The election campaign is over. A new parliament and a new government will be sworn in soon. Will the political parties’ efforts pay off? DW’s Volker Wagener doesn’t think German voters really want change.
What a boring election campaign, I said to my colleague from work the other day. We were traveling on the tram and I summed up my perception of the past few weeks in Germany: no content, no controversy, and no visions whatsoever. He just gave me a silent stare. He is from Russia. He knows both life in Germany and in Russia. I only know Germany. "You have to look at Germany from outside to appreciate it," he says. And then he launched into a long monologue.
Germany, he said, is the only leading nation to have braved the crises that began with the Lehman Brothers' bankruptcy in 2008. It's been largely unaffected, whereas other countries in the European Union have been piling up mountains of debt ever since. The economic situation is stable, employment has reached record highs and the country's social security fund is filled to the brim. Just look at how the country is even looking for trainees and finds them abroad? There is also hardly any inflation.
"What are Germans complaining about," he asks, adding that Germany serves to others as a role model when it comes to how stable, prosperous and organized it is. And: one in three Russians would vote for Merkel, he says, ending his monologue.
I'm confused. That's how well we Germans are doing? Why don't I know about it?
Europe has become more German
It IS true – we are doing fine. We're doing so well that we can even postpone important reforms and just enjoy the fruits we've harvested that were planted by former Chancellor Gerhard Schröder (SPD). He considerably cut down social welfare measures under the program called 'Agenda 2010.'
Now, Angela Merkel is benefiting. It's history's irony. Angela Merkel has postponed her own reform plans indefinitely. Well, ok, her second term in office was determined mainly by unpredictable events: the nuclear accident in Fukushima, and the debt crisis in Southern Europe. Nobody could have foreseen either of the two. But act, the chancellor did. In both cases. The atomic meltdown in Japan was what gave Germany the big turnaround in energy policy, the Energiewende. Merkel, a physicist by trade and for a long time a convinced promoter of nuclear power, over night abolished that source of energy for good. That's remarkable. But it's not what coined her second term in office.
History books will mention her mainly as the manager of the euro and the manager of debt. Eurozone rescue measures were what shaped the agenda of the coalition government between Angela Merkel's conservative CDU (and Bavarian sister party, the CSU) and the FDP, Germany's liberal party.
Managing the eurozone crisis was what earned Merkel respect. But not by everyone. Angela Merkel and her rigid path of austerity which she forced upon Greeks, Spaniards and all other ailing states facing bankruptcy also made her the target of a lot of harsh and continuous criticism. There can be no doubt: The EU has become more German since the crisis began. If the EU was a company, Merkel would be its CEO. Just look at the current standstill in Brussels. For weeks now, important topics have been shelved. Everybody is waiting for Germans to cast their vote at last so that business can continue. But the question is: with whom?
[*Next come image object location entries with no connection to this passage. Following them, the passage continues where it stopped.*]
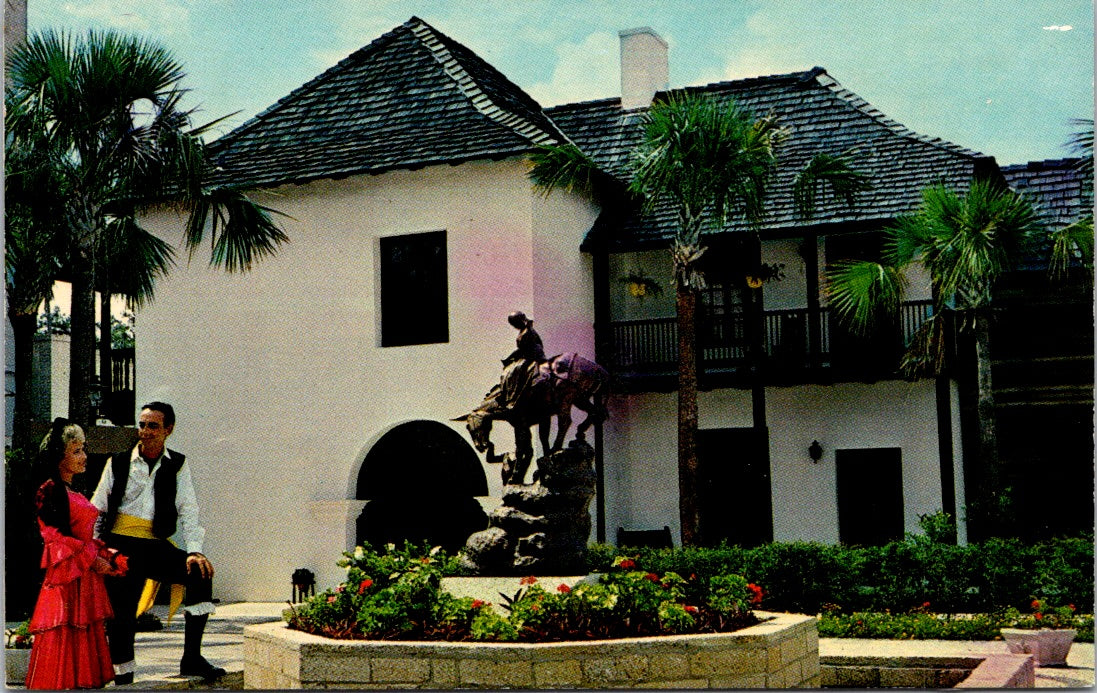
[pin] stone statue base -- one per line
(541, 529)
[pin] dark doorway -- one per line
(421, 479)
(870, 496)
(734, 489)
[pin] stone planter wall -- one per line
(1049, 647)
(778, 654)
(983, 671)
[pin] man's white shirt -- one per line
(139, 500)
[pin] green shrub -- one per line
(928, 626)
(805, 577)
(396, 594)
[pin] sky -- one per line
(1003, 78)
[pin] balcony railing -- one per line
(647, 347)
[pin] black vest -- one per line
(165, 514)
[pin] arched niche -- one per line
(420, 480)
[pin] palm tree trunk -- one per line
(688, 507)
(82, 355)
(105, 381)
(987, 424)
(23, 326)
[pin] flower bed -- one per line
(781, 651)
(396, 594)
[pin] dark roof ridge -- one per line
(802, 76)
(825, 80)
(328, 74)
(1043, 163)
(437, 43)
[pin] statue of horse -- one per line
(531, 393)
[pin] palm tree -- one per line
(32, 260)
(708, 160)
(964, 242)
(103, 113)
(1074, 242)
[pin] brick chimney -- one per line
(644, 67)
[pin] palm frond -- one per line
(563, 167)
(707, 158)
(861, 292)
(829, 173)
(241, 231)
(1072, 245)
(927, 353)
(136, 260)
(970, 239)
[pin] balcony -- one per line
(645, 352)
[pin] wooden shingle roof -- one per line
(415, 98)
(821, 116)
(411, 98)
(1059, 189)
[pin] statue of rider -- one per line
(529, 342)
(521, 367)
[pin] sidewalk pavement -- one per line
(158, 651)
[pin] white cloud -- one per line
(583, 72)
(158, 16)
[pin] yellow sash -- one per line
(138, 527)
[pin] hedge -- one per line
(806, 577)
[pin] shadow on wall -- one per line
(421, 479)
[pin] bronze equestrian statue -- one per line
(532, 390)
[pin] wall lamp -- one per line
(815, 451)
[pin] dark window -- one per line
(734, 464)
(415, 307)
(870, 496)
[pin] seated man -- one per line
(144, 496)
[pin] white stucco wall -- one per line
(276, 374)
(642, 474)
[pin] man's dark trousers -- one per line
(148, 558)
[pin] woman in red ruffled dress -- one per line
(69, 649)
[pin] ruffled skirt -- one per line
(69, 632)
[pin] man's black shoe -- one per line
(199, 667)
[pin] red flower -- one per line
(756, 593)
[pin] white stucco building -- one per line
(323, 382)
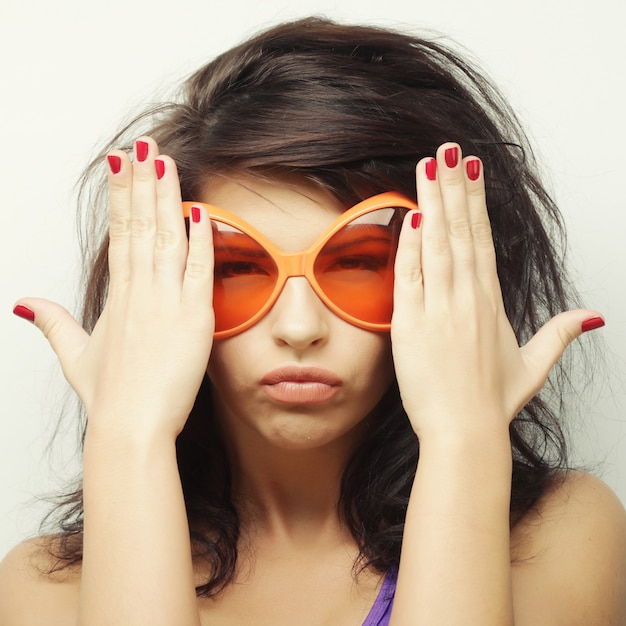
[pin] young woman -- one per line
(308, 404)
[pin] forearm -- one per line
(455, 564)
(137, 566)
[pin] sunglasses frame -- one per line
(291, 264)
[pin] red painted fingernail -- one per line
(115, 163)
(473, 169)
(159, 166)
(431, 169)
(451, 156)
(141, 150)
(592, 323)
(24, 312)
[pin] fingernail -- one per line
(115, 163)
(592, 323)
(473, 169)
(160, 168)
(24, 312)
(141, 150)
(451, 156)
(431, 169)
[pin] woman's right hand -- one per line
(139, 371)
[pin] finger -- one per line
(484, 250)
(171, 242)
(65, 335)
(120, 179)
(198, 279)
(549, 343)
(454, 194)
(408, 295)
(436, 260)
(143, 208)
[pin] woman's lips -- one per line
(300, 385)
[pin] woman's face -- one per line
(301, 377)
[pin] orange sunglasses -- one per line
(350, 266)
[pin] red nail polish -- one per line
(141, 150)
(431, 169)
(473, 169)
(592, 323)
(160, 168)
(115, 163)
(24, 312)
(451, 156)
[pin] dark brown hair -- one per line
(353, 109)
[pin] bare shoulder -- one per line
(31, 595)
(569, 563)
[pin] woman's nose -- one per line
(299, 318)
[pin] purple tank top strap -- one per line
(380, 613)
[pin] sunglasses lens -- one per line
(245, 276)
(355, 267)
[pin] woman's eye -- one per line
(233, 269)
(355, 263)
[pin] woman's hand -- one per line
(140, 370)
(457, 359)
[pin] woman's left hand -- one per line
(457, 360)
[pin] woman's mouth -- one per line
(300, 385)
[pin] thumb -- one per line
(65, 334)
(550, 342)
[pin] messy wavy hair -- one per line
(352, 109)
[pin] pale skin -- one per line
(139, 371)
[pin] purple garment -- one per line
(380, 613)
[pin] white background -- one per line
(72, 70)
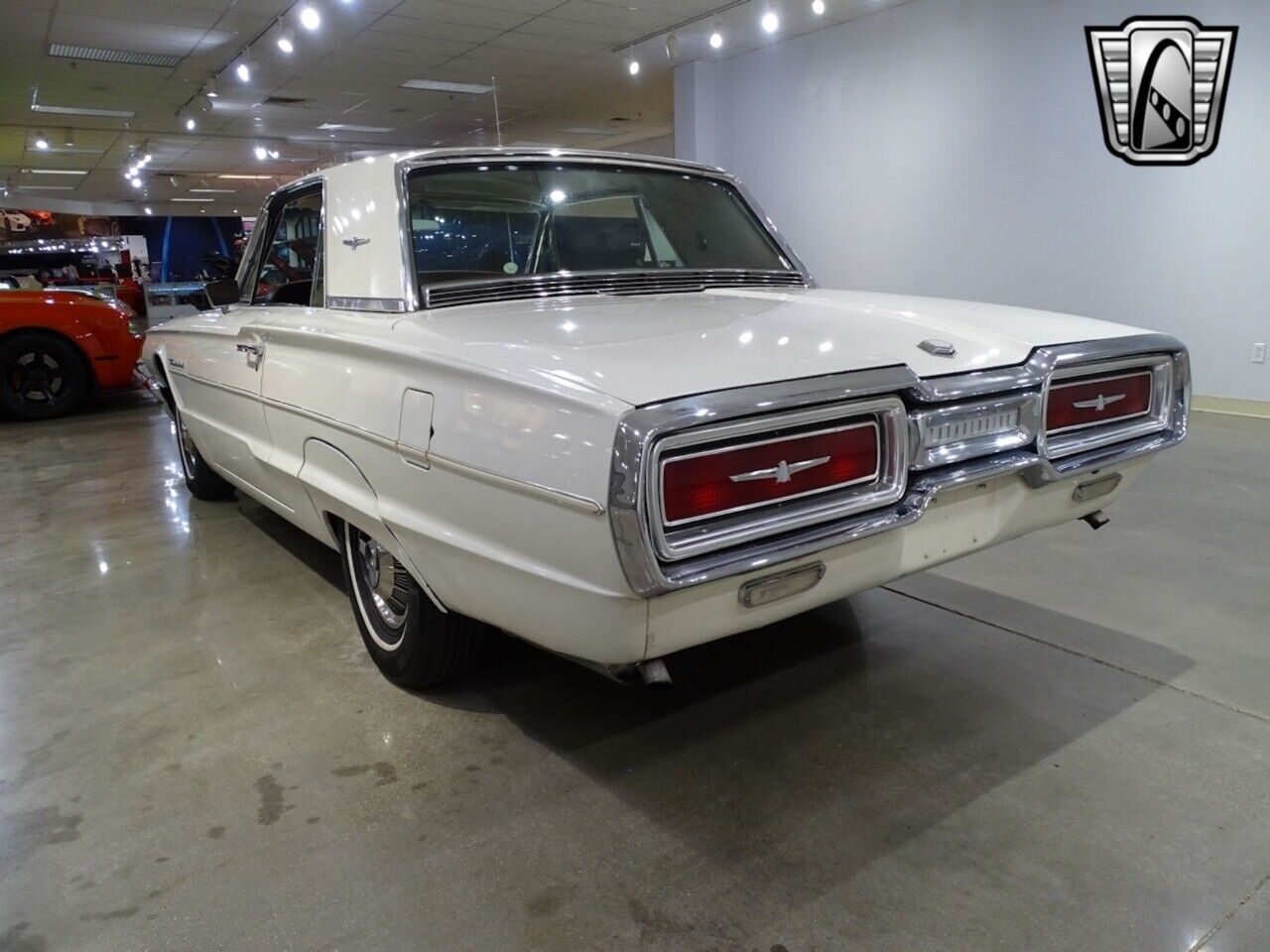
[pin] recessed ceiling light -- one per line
(445, 86)
(71, 51)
Crisis elsewhere, Germans happy – for how much longer?
The boring and largely content-free election campaign has demonstrated one thing: Germans are pleased with themselves and with their economic situation. Europe is in the middle of a crisis, alarm bells are ringing across the south of Europe, but Germans are sleeping soundly at night.
It borders on smugness how we take in the admiration we're getting from other countries. Yes, we do think it's right to ask Italians and Spaniards, Greeks and Irish to tighten their belts until they find it hard to breathe before they get money out of the EU's community coffers. It borders on a paradox that Germany has become a global player because Chancellor Merkel has been dictating austerity and reforms to indebted countries. Well, a global player at least in the fields of finance and European politics. But not at all in the field of foreign affairs, where Merkel has been notably absent. Ask Berlin whether it will assume responsibility in the Syrian conflict – and the answer is still: Nein, danke!
Germany ahead of the elections: The only thing that's actually exciting is the event itself. The election campaign has been void of content and was long determined by the chancellor's dominance. But now, it's getting tight down the home stretch. If Angela Merkel in the end does come first in the race, it's because of the way she's steered the ship through the rocky reefs of the eurozone crisis. She has shown rigor and consistency – and voters like that kind of thing, including those from other political fields.
Nobody knows the price we may have to pay for those policies yet. But at the moment, nobody cares either. Merkel refuses to talk about the costs of saving the common currency. It's as if we're enjoying the calm before the storm. But Merkel doesn't need any visions for the future. Even Helmut Schmidt, one of the SPD's most admired figures, who was chancellor before Helmut Kohl, would agree. He used to say: "If you have visions go see a doctor."